PRODUCTOS NATURALES

HEMISÍNTESIS DE UN HÍBRIDO DIOSGENONAARTESUNATO Y SU EFECTO ANTIPLASMODIAL

DIOSGENONE-ARTESUNATE HYBRID HEMISYNTHESIS AND ITS ANTIMALARIAL EFFECT

Jhonatan ARROYAVE, BSc¹, Silvia BLAIR, PhD², Nora RESTREPO-SÁNCHEZ, PhD.^3*

¹ Research auxiliary, Grupo Malaria, Facultad de Medicina, Universidad de Antioquia. Sede de Investigación Universitaria - SIU, Calle 62 #52-59. Medellín, Colombia.

² Grupo Malaria, Facultad de Medicina, Universidad de Antioquia. Sede de Investigación Universitaria - SIU, Calle 62 #52-59. Medellín, Colombia.

³ Grupo Infettare, Facultad de Medicina, Universidad Cooperativa de Colombia, Medellín, Colombia.

* Autor a quien se debe dirigir la correspondencia: neugenia.restrepo@udea.edu.co.

Recibido: Marzo 20 de 2014

Aceptado: Octubre 20 de 2014

RESUMEN

Antecedentes: La malaria es una enfermedad causada por parásitos del género Plasmodium y transmitida por mosquitos de género Anopheles. Anualmente, se reportan alrededor de 220 millones de casos de malaria en el mundo, de los cuales mueren aproximadamente 650.000 personas, convirtiendo esta enfermedad en un problema de salud pública.
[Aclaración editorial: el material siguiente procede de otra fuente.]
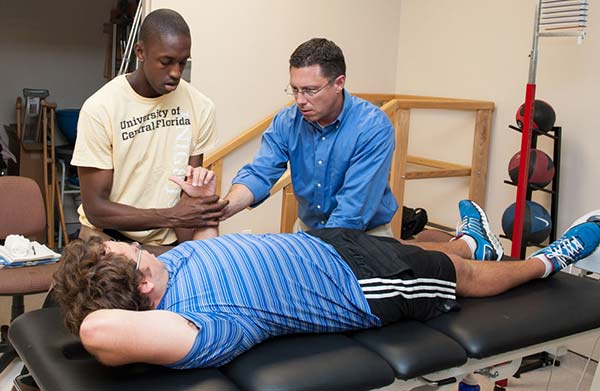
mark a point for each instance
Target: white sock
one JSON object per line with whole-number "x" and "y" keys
{"x": 547, "y": 264}
{"x": 471, "y": 243}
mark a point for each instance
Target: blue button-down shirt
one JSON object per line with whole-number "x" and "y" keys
{"x": 339, "y": 172}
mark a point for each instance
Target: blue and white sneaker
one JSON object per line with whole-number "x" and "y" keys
{"x": 574, "y": 245}
{"x": 474, "y": 223}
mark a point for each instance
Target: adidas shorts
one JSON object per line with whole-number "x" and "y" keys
{"x": 399, "y": 281}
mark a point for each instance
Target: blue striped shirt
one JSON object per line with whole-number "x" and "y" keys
{"x": 242, "y": 289}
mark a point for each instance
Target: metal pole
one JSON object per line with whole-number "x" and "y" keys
{"x": 522, "y": 185}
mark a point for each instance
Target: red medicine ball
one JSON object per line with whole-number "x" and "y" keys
{"x": 541, "y": 168}
{"x": 543, "y": 116}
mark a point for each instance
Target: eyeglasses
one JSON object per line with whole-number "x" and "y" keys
{"x": 138, "y": 247}
{"x": 306, "y": 92}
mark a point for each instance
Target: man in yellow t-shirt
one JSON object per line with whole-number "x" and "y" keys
{"x": 138, "y": 131}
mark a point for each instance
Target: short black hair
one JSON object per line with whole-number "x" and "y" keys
{"x": 163, "y": 22}
{"x": 323, "y": 52}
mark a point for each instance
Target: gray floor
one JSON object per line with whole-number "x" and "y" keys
{"x": 562, "y": 378}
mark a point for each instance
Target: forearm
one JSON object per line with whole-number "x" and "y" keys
{"x": 205, "y": 233}
{"x": 184, "y": 234}
{"x": 113, "y": 336}
{"x": 239, "y": 197}
{"x": 108, "y": 214}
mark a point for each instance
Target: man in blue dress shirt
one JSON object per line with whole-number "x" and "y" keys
{"x": 339, "y": 148}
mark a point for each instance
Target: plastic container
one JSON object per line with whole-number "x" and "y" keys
{"x": 462, "y": 386}
{"x": 66, "y": 119}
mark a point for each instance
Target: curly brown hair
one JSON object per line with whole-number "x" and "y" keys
{"x": 90, "y": 278}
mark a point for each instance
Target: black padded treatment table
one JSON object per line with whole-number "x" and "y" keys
{"x": 492, "y": 333}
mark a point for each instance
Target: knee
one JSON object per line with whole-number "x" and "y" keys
{"x": 464, "y": 270}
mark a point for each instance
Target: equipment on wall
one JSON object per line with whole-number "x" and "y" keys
{"x": 553, "y": 18}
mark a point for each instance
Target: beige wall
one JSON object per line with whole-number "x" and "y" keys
{"x": 479, "y": 49}
{"x": 240, "y": 52}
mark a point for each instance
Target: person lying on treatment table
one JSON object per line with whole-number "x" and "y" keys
{"x": 207, "y": 301}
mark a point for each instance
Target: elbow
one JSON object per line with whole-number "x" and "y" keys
{"x": 94, "y": 333}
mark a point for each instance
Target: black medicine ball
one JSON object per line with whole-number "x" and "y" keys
{"x": 541, "y": 168}
{"x": 543, "y": 116}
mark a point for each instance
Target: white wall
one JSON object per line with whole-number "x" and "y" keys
{"x": 56, "y": 45}
{"x": 479, "y": 49}
{"x": 240, "y": 52}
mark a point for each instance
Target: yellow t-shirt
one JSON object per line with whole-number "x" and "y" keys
{"x": 144, "y": 141}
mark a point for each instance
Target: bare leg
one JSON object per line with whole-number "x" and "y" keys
{"x": 489, "y": 278}
{"x": 456, "y": 247}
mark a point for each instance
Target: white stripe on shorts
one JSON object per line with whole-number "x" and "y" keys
{"x": 381, "y": 288}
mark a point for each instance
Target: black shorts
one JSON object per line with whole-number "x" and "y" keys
{"x": 399, "y": 281}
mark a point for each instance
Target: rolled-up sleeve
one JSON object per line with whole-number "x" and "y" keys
{"x": 268, "y": 165}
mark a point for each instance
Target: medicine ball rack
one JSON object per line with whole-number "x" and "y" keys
{"x": 542, "y": 359}
{"x": 555, "y": 134}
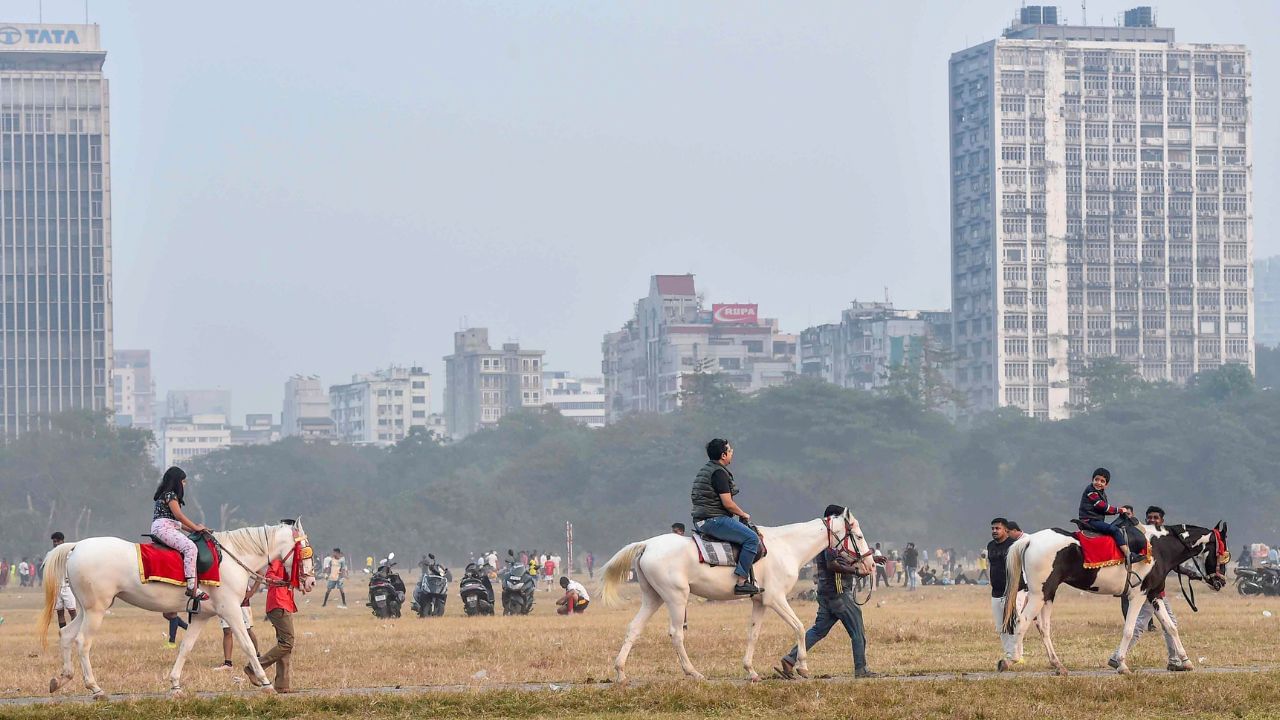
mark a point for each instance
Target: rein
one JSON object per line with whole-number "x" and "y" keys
{"x": 300, "y": 542}
{"x": 846, "y": 548}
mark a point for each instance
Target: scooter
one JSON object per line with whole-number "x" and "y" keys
{"x": 476, "y": 592}
{"x": 517, "y": 587}
{"x": 385, "y": 591}
{"x": 432, "y": 589}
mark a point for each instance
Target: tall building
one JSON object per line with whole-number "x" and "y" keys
{"x": 672, "y": 336}
{"x": 1101, "y": 205}
{"x": 1266, "y": 300}
{"x": 133, "y": 388}
{"x": 183, "y": 438}
{"x": 306, "y": 409}
{"x": 55, "y": 224}
{"x": 382, "y": 408}
{"x": 869, "y": 341}
{"x": 187, "y": 402}
{"x": 577, "y": 399}
{"x": 483, "y": 383}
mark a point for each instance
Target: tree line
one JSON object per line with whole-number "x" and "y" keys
{"x": 1205, "y": 452}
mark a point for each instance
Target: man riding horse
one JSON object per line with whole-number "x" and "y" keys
{"x": 718, "y": 516}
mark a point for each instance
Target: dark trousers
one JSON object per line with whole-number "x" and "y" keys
{"x": 1109, "y": 529}
{"x": 831, "y": 610}
{"x": 279, "y": 655}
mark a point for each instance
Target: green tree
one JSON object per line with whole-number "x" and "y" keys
{"x": 1109, "y": 381}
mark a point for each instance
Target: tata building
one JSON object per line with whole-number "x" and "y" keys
{"x": 55, "y": 224}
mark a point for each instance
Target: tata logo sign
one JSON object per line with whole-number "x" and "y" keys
{"x": 735, "y": 314}
{"x": 10, "y": 35}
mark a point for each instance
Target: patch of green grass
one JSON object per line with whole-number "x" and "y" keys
{"x": 1066, "y": 698}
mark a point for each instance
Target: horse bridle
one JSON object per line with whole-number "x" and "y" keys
{"x": 1224, "y": 557}
{"x": 846, "y": 548}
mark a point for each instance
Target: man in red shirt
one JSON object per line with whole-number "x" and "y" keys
{"x": 279, "y": 610}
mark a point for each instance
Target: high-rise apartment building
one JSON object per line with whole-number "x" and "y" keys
{"x": 133, "y": 388}
{"x": 483, "y": 383}
{"x": 382, "y": 408}
{"x": 306, "y": 409}
{"x": 55, "y": 224}
{"x": 871, "y": 340}
{"x": 1101, "y": 205}
{"x": 672, "y": 336}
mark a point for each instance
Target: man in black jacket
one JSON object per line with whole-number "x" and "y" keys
{"x": 717, "y": 515}
{"x": 835, "y": 580}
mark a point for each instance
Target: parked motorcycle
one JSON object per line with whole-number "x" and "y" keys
{"x": 432, "y": 589}
{"x": 517, "y": 587}
{"x": 1257, "y": 580}
{"x": 476, "y": 591}
{"x": 385, "y": 589}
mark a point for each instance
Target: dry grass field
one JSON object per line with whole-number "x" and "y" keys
{"x": 933, "y": 630}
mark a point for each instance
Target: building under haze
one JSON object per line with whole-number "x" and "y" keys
{"x": 483, "y": 383}
{"x": 55, "y": 224}
{"x": 671, "y": 336}
{"x": 382, "y": 408}
{"x": 133, "y": 388}
{"x": 187, "y": 402}
{"x": 869, "y": 341}
{"x": 1101, "y": 205}
{"x": 306, "y": 409}
{"x": 1266, "y": 300}
{"x": 577, "y": 399}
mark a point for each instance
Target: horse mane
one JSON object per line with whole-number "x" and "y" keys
{"x": 246, "y": 541}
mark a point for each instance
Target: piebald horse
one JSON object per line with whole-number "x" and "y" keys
{"x": 668, "y": 570}
{"x": 1052, "y": 557}
{"x": 104, "y": 569}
En los últimos años se ha reportado resistencia de los parásitos a los antimaláricos: cloroquina, mefloquina y recientemente a los derivados de artemisininas, como artesunato. Objetivo: Obtener por hemisíntesis un híbrido de diosgenona-artesunato con un conector hidrolizable tipo éster, y valorar su actividad antiplasmodial y citotoxicidad in vitro. Métodos: Para la obtención del híbrido 4, se redujo el grupo carbonilo de la diosgenona en presencia de borohidruro de sodio, para generar un alcohol, el cual se usó para enlazarse con el artesunato, por medio de una reacción de esterificación promovida por el reactivo de Yamaguchi. La actividad antiplasmodial se determinó en la cepa 3D7 de P. falciparum sensible a cloroquina, la citotoxicidad se evaluó en la línea celular HepG2. Resultados: Mediante una reacción de esterificación con el reactivo de Yamaguchi, se obtuvo el primer híbrido diosgenona-artesunato 4 (IC₅₀=0,0157 μM), el cual fue más activo que la molécula de partida diosgenona 1 (IC₅₀=35,49 μM) y la diosgenona reducida 2 (IC₅₀=46,33 μM) pero no más que el artesunato 3 (IC₅₀ = 0,0020 μM). Conclusiones: Se obtuvo un nuevo híbrido de diosgenona-artesunato el cual presenta mejor actividad que la molécula natural; resultado de importancia para su uso potencial contra cepas resistentes al artesunato.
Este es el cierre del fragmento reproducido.